However, this legendary final almost fell apart. A few days before the start, reigning champion Stu Ungar lost big in a cash game and, in the heat of emotion, spat in the dealer's face. The enraged casino owner Benny Binion immediately threw the troublemaker out the door and barred him from playing in the WSOP. The tournament would have been left without its main favorite if the owner's son, Jack Binion, hadn't intervened. He convinced his father that, for the sake of press attention, Ungar should be forgiven.

The billing of the final heads-up looked monumental for the industry of the early '80s. On one side — Ungar: an aggressive and impulsive genius with a photographic memory who, in Johnny Moss's words, had "alligator blood." On the other — Green: a level-headed, cool-blooded 44-year-old businessman from Alaska who had come to play for fun.

The Fatal Hand

Through heavy pressure Green took pot after pot from Ungar and at one point seized the chip lead. The stands began to whisper that the fur trader was about to pull off the biggest sensation of the century. But then fate intervened, gifting the spectators one of the most brutal and most-discussed coolers in the history of the Main Event.

In one of the key hands, Green entered the pot with 10♣️2♣️. On the flop: J♦️ 9♣️8♣️. Green had a promising situation: his ten and deuce gave him a powerful combo draw. Ungar opened the betting with 65,000 chips. Perry, without hesitation, announced a huge all-in. Green expected to see panic from Stu or an instant fold, but "The Kid" called in a split second. 

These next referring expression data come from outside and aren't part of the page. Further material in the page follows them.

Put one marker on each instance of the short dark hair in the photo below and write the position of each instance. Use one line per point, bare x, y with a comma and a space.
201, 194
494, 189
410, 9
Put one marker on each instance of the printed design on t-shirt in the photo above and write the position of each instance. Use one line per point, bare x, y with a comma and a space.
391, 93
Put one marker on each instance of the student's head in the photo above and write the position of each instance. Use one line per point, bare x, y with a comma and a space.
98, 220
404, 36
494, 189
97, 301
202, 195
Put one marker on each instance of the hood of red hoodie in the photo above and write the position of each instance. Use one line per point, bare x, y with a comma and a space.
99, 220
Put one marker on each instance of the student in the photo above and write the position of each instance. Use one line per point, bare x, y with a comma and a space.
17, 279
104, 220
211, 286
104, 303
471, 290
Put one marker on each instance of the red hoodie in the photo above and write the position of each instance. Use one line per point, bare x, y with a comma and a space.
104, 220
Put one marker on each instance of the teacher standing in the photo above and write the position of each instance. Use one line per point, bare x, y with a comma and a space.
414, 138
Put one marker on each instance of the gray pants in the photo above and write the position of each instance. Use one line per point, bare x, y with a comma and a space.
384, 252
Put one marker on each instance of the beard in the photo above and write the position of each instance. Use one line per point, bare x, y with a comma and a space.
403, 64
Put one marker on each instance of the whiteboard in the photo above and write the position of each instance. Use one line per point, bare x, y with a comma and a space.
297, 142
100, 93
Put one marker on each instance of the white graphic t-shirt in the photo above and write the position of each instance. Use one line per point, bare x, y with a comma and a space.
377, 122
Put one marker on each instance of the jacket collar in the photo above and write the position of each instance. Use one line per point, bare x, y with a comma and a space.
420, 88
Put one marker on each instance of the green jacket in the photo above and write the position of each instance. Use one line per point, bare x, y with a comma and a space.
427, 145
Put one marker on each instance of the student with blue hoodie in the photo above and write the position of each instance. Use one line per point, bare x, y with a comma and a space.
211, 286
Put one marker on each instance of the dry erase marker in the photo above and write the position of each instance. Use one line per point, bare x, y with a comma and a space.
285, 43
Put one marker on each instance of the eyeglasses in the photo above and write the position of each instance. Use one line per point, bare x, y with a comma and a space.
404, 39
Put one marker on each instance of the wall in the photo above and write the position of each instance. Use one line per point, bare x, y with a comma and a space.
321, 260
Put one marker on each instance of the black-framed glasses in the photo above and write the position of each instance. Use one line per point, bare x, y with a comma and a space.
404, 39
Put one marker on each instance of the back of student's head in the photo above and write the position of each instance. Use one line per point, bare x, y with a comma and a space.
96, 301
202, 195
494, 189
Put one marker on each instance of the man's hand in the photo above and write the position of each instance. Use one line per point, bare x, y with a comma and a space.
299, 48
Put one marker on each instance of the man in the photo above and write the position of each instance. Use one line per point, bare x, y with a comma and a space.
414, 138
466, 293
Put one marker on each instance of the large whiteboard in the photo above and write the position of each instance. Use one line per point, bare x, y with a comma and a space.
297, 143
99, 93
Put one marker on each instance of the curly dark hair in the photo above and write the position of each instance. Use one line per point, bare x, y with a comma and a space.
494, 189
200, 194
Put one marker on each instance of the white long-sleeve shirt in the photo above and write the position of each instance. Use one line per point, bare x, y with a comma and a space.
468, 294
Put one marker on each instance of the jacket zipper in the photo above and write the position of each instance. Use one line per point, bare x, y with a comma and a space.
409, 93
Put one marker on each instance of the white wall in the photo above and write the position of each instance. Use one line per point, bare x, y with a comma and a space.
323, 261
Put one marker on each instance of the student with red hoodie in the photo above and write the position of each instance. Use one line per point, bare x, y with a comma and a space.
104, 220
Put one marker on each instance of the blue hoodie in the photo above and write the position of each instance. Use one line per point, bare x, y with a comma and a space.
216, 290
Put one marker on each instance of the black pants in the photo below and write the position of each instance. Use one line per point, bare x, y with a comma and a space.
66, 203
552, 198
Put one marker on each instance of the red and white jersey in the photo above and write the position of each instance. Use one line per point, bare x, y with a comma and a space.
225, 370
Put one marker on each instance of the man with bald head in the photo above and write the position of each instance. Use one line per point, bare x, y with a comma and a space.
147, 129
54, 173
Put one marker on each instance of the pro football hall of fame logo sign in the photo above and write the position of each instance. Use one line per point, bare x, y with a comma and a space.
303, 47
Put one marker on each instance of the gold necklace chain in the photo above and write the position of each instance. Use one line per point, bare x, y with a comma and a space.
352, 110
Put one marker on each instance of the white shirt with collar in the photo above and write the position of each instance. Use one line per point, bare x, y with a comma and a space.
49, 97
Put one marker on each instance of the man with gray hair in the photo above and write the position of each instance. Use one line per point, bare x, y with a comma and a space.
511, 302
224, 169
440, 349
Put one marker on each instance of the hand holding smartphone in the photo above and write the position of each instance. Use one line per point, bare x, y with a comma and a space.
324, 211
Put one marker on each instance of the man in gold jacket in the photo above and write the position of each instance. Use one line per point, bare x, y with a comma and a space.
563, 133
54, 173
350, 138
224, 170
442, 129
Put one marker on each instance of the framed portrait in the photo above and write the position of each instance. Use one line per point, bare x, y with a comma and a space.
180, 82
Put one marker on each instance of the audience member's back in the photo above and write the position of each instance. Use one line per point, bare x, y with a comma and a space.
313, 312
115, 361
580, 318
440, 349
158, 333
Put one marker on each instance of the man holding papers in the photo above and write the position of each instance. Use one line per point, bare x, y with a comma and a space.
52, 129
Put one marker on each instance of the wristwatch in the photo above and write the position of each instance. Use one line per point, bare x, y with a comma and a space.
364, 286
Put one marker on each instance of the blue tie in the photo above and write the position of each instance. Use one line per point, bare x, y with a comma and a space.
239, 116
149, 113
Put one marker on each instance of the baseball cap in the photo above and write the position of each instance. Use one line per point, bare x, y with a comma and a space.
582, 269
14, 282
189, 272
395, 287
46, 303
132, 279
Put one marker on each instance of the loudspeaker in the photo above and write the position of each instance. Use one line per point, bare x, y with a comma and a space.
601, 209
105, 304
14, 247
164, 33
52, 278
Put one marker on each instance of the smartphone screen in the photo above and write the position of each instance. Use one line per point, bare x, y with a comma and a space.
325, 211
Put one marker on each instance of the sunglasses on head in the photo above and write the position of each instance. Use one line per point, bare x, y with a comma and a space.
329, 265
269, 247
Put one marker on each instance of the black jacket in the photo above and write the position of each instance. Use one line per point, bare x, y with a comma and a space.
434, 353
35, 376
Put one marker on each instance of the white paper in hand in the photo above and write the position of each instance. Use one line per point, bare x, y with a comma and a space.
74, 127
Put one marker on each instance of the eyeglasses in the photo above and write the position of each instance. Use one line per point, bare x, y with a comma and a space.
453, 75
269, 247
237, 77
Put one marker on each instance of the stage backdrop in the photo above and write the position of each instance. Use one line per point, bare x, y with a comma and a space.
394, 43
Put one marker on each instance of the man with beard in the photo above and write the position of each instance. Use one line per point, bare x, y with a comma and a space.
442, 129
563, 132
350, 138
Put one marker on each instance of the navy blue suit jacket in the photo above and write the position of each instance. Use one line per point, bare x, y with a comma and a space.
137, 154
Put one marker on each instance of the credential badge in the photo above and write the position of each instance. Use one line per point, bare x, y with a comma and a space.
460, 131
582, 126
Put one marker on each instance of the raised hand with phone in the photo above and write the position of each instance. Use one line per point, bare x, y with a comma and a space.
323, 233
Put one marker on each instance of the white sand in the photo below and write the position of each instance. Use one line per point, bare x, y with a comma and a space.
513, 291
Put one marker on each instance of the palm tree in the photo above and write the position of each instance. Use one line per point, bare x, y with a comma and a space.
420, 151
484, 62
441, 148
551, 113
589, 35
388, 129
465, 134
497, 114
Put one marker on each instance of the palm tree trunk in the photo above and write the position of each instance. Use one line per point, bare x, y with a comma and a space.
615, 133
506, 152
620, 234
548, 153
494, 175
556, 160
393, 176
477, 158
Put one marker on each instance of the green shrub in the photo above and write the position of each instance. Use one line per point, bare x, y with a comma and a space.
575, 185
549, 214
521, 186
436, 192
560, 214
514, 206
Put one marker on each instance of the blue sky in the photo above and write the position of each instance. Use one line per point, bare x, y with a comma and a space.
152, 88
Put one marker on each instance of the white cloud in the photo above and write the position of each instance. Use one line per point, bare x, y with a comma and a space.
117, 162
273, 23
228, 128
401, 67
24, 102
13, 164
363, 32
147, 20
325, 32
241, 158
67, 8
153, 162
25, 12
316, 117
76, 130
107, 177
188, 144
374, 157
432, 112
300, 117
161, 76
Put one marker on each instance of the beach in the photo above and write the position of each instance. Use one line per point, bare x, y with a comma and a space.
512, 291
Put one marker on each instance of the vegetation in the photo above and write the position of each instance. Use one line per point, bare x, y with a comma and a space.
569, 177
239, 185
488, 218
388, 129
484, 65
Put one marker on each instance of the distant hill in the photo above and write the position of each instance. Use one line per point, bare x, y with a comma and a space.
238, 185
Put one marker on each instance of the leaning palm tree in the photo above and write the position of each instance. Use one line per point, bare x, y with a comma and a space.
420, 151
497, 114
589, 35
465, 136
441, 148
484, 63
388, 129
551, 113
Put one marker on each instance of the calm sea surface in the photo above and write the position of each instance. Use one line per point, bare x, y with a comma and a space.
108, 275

Ungar turned over A♣️J♣️. He had top pair of jacks and the nut flush draw, which "killed" Green's club outs. The math was merciless to the merchant from Alaska: he had just 20% to win. The turn and river didn't save Perry. Ungar took the giant pot and secured an insurmountable chip advantage. By the way, the irony of fate: Green lost with the hand 10-2 — the very cards with which his friend Doyle Brunson had become world champion two years in a row.

On the final hand of the tournament, Ungar raised preflop with A♦️Q♠️, and Green called with 10♣️ 9♦️. On the flop 8♥️ 7♦️ 4♠️ Green again moved all his chips into the middle on an open-ended straight draw. Ungar coolly shut him down with ace-high. The turn 4♠️ and river Q♦️ brought Ungar his second bracelet, and Perry Green second place and $150,000 in prize money.

A Game That Lasted a Lifetime

That heads-up vividly captured the clash of two fundamentally different approaches to poker and to life. Stu Ungar chose the path of total immersion in the game, becoming an icon of the poker scene with an incredibly brilliant but tragically short career. Perry Green, by contrast, embodied an entirely different culture — the culture of the successful businessman for whom poker always remained a passion, but not the sole meaning of life. He returned to his beloved wife Gloria in Alaska, kept selling fur coats, raising children and grandchildren. Throughout all these years Green never parted with poker: he regularly traveled to Vegas, adding to his collection of tournament winnings, which today has come close to the $1.2 million mark.

45 years after that legendary heads-up, Green once again walked into the Horseshoe casino at the WSOP 2026.

After enduring multi-day resistance in the Omaha Hi-Lo tournament against 828 participants, the 90-year-old Perry Green broke into the final six! He officially became the oldest player in poker history to reach the final table of an open World Series tournament. In the end the veteran finished 6th, earning $30,973, and the entire hall sent him off with a standing ovation.

Perry Green

Photo: Poker.org

When PokerNews journalists asked Green what makes him fly to Vegas at such a venerable age, he just smiled:

"I don't play golf and I can't do sports. But poker is the best stimulus for my brain. This game keeps me from getting old. And remember: play for fun, cherish life, and love your family — that's where the real win lies."